Let others freeze with angling reeds,
And cut their legges, with shells and weeds,
Or treacherously poore fish beset,
With strangling snare, or windowie net:

Let coarse bold hands, from slimy nest
The bedded fish in banks out-wrest,
Or curious traitors, sleavesilke flies
Bewitch poore fishes wandring eyes.

For thee, thou needst no such deceit,
For thou thy selfe art thine owne bait;
That fish, that is not catch'd thereby,
Alas, is wiser farre than I.

At the round earth's imagined corners (Holy Sonnet 7)

At the round earth's imagined corners, blow
Your trumpets, angels, and arise, arise
From death, you numberless infinities
Of souls, and to your scattered bodies go,
All whom the flood did, and fire shall, o'erthrow,
All whom war, dearth, age, agues, tyrannies,
Despair, law, chance, hath slain, and you whose eyes,
Shall behold God, and never taste death's woe.
But let them sleep, Lord, and me mourn a space;
For, if above all these, my sins abound,
'Tis late to ask abundance of thy grace,
When we are there.

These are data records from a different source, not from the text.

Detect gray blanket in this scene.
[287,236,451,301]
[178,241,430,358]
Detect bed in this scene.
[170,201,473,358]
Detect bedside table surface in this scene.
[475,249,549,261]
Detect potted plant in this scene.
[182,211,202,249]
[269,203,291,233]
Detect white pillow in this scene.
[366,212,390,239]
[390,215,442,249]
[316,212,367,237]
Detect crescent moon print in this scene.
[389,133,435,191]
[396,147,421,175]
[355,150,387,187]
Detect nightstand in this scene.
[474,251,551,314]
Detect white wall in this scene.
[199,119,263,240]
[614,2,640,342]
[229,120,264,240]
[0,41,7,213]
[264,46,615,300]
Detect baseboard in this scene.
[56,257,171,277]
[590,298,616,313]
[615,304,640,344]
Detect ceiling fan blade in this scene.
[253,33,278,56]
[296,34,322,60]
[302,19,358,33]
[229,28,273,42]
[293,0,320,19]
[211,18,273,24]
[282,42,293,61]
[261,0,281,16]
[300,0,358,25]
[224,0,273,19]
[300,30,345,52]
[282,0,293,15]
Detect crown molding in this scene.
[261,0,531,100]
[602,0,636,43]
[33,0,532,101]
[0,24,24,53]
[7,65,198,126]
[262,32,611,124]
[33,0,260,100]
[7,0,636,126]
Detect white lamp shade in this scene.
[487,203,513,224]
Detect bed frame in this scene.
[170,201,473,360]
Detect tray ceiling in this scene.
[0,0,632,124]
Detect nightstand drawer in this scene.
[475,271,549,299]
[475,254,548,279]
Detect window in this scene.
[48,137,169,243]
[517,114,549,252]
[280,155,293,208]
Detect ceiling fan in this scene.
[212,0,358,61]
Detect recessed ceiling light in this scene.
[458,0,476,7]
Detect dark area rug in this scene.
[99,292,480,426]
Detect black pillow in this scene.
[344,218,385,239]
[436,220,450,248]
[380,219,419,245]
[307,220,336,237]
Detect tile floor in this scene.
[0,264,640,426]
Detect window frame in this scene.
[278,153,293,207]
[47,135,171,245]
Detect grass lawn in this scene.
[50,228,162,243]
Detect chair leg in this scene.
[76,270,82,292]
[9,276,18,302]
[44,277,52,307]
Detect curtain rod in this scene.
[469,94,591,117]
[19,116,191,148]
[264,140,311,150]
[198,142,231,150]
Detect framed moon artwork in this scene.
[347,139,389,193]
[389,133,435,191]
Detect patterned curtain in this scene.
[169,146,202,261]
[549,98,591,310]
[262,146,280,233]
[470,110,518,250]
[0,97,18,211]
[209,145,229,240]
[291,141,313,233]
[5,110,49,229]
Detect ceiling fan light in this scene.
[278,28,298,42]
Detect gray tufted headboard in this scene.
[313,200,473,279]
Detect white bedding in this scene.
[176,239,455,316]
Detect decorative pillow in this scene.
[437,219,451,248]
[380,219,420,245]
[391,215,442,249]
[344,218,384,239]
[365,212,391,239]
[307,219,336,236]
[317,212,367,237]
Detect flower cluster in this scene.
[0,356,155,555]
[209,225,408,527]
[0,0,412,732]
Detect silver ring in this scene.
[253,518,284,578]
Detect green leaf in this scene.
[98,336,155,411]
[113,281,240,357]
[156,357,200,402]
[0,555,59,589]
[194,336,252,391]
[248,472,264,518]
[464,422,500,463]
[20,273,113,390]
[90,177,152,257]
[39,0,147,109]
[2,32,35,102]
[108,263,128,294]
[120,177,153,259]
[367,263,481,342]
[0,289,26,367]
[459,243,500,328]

Here on this lowly ground,
Teach me how to repent; for that's as good
As if thou'hadst seal'd my pardon with thy blood.

Break of Day

Tis true, 'tis day; what though it be?
O wilt thou therefore rise from me?
Why should we rise, because 'tis light?
Did we lie down, because 'twas night?
Love, which in spite of darkness brought us hither,
Should in despite of light keep us together.

Light hath no tongue, but is all eye;
If it could speak as well as spy,
This were the worst that it could say,
That being well, I fain would stay,
And that I loved my heart and honor so,
That I would not from him, that had them, go.

Must business thee from hence remove?
O, that's the worst disease of love.
The poor, the foul, the false, love can
Admit, but not the busied man.
He which hath business, and makes love, doth do
Such wrong, as when a married man doth woo.